Читать «Год маркетолога» онлайн - страница 151

Игорь Симонов

– У нас таджики.

– Что, чувствуется уже?

– Да, последние два-три года чувствуется.

– Сначала они приезжают, готовые выполнять любую черную работу, потом начинают быстро организовываться и плодиться. Проходит несколько лет, и ты первый раз видишь их в ресторане, куда привык ходить ужинать. Пройдет еще несколько лет, и этот ресторан будет принадлежать им.

– Откуда они здесь?

– С юга, через Сицилию, там они уже подмяли местных бандитов и целые города контролируют. Закат Европы, одним словом.

– Тогда почему ты здесь?

– Я уже говорил тебе, это лучший выбор из худших вариантов. А потом, перефразируя известного автора “There is no country for old men”, еще фильм такой есть. Смотрел?

– Да, но думаю, что только сейчас начал понимать, о чем идет речь. Я смотрю, ты в своей Америке прямо расистом стал.

– Нет, – усмехнулся отец и повернулся в сторону вновь прибывших, которые вели себя вполне спокойно и уверенно, – я не стал расистом, просто у меня в отличие от европейцев и белых американцев нет комплекса вины за многолетнее угнетение чернокожих, индейцев, паков и так далее. Я им ничего не должен, поэтому способен воспринимать их такими, какие они есть.

В результате вторая бутылка вина пошла намного хуже первой. Разговор сбился отчасти еще и потому, что нам уже нечего особенно был друг другу сказать. Я понимал: когда отец говорил «нет места для стариков», он имел в виду не только возраст, а может быть, и вообще не возраст, и беспокоился он не столько за себя, сколько за братьев, за меня, за Тессу. Он готов был защищать нас, как мог, сколько хватит сил, и страшился того, что будет потом, когда не будет ни сил, ни его самого.
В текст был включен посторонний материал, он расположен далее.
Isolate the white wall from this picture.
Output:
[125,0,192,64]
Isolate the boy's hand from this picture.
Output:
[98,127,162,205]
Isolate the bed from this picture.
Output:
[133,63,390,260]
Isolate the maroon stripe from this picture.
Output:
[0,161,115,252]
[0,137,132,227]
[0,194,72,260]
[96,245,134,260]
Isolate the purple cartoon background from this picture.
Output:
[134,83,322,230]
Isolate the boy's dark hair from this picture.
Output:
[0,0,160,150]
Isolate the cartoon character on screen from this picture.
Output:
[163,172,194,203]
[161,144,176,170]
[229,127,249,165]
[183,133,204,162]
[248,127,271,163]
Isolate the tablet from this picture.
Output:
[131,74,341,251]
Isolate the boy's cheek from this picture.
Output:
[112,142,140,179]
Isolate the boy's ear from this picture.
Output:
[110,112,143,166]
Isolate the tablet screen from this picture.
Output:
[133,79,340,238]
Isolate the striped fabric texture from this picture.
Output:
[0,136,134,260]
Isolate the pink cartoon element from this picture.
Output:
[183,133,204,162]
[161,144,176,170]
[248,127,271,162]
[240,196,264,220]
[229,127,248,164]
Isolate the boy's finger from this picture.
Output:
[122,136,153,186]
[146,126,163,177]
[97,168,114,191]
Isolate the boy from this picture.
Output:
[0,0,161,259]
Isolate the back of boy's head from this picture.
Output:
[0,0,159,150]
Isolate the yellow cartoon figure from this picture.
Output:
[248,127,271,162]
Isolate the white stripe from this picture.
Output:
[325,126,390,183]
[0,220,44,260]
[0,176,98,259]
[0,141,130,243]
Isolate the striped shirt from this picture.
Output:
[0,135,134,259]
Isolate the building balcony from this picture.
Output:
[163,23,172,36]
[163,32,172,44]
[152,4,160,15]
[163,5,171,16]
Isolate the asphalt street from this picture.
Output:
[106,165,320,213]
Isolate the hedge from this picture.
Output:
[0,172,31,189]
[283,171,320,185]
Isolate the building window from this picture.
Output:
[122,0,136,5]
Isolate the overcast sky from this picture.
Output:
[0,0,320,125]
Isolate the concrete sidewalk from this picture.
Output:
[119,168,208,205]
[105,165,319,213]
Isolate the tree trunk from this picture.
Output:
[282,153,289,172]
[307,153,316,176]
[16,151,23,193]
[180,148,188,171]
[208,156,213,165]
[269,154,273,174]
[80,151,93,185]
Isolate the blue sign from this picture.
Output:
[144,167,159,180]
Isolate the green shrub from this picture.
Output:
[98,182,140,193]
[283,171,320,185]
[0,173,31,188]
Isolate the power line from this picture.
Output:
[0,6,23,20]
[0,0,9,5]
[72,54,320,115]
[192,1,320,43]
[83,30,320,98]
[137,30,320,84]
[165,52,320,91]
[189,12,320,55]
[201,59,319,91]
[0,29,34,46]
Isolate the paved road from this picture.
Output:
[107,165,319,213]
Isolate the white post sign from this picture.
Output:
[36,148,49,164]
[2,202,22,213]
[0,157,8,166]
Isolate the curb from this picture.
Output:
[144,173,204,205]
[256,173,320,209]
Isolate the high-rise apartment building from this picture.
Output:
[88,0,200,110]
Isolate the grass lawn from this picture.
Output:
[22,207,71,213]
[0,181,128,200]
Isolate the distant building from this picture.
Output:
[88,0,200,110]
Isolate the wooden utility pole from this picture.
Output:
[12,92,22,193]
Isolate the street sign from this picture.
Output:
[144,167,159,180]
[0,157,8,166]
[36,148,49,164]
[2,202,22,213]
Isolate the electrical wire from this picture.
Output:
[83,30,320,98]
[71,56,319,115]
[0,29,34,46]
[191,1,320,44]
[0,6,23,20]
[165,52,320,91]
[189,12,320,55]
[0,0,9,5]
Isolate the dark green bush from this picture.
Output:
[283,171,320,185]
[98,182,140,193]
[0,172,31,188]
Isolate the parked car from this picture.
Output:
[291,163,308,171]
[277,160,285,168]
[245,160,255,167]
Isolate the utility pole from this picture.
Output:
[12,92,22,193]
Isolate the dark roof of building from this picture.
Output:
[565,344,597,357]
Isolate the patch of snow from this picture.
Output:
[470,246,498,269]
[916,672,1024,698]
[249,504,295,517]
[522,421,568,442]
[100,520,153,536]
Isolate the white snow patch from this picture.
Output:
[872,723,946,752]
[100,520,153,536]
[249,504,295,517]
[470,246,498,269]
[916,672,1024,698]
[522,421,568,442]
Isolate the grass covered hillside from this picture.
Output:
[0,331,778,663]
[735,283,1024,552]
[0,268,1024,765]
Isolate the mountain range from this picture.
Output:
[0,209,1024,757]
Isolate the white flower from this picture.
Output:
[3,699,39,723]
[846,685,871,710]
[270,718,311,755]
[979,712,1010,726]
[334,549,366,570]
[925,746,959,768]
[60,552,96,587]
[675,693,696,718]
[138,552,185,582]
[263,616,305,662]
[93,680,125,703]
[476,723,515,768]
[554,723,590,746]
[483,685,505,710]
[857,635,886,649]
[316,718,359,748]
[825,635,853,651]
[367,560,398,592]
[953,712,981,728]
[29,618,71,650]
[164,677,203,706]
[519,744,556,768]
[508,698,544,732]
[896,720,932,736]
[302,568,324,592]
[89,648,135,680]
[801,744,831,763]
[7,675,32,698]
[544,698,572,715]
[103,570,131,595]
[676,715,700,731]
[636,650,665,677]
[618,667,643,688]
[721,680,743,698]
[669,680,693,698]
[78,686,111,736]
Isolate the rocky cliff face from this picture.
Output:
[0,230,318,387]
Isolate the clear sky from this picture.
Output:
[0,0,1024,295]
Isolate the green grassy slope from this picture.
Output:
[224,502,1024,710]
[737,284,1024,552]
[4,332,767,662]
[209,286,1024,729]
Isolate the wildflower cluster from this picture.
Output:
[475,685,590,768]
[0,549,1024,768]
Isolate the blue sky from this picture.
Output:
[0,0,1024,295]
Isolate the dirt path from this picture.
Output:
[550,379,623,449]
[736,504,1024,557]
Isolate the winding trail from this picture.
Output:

Я прожил у него еще два дня, а потом взял машину и поехал безо всякой цели на север по направлению к южному побережью Франции. Тесса снабдила меня списком гостиниц, где, по ее мнению, можно останавливаться, иногда я им пользовался. Некоторые города я проезжал, в некоторых задерживался на два-три дня. Здесь, под теплым небом

Италии, без газет, телевизора и Интернета, вслушиваясь в мелодичную речь, менявшую интонации с каждым новым градусом северной широты, я совсем перестал думать о том, что заполняло мое сознание год назад. Теперь это казалось смешным и нелепым, как детские обиды, о которых вдруг вспоминаешь в зрелые годы. Иногда, ближе к вечеру, я жалел, что со мной нет спутницы, и в эти минуты на ум приходила не Настя даже, а девушка Оля из маленького испанского курортного городка. Но это была не душевная потребность, а просто физиология. Снабженный кроме списка гостиниц англо-итальянским разговорником, через неделю я мог уже понемногу общаться в отелях и ресторанах. Мозг, привыкший к интенсивной, хоть и кажущейся теперь бесполезной деятельности, легко впитывал новые звуки и смыслы, оставляя непривычно много места для впечатлений и размышлений. Можно было слиться с разноцветной и разноязыкой толпой на соборных площадях, а можно было, отрешившись от всех, бродить по маленьким кривым улочкам старых городов, потом снова садиться в машину, растворяя в себе увиденное. За все это время я не видел и не слышал ничего, что подтверждало бы предсказания отца. Да, жаловались, что туристов стало меньше, хотя визуально это не было заметно, да и сезон настоящий еще не наступил. Да, в гостиницах говорили, что прогноз на лето плохой, но все равно впереди было лето, и люди продолжали обычную жизнь, которая вся почти состоит из надежд на лучшее. И каковы бы ни были последствия экономических катаклизмов, разве могут они сравниться с катаклизмами природными – цунами, землетрясениями, извержениями вулканов, эпидемиями, не говоря уже о войнах. А ведь и после них люди продолжали жить.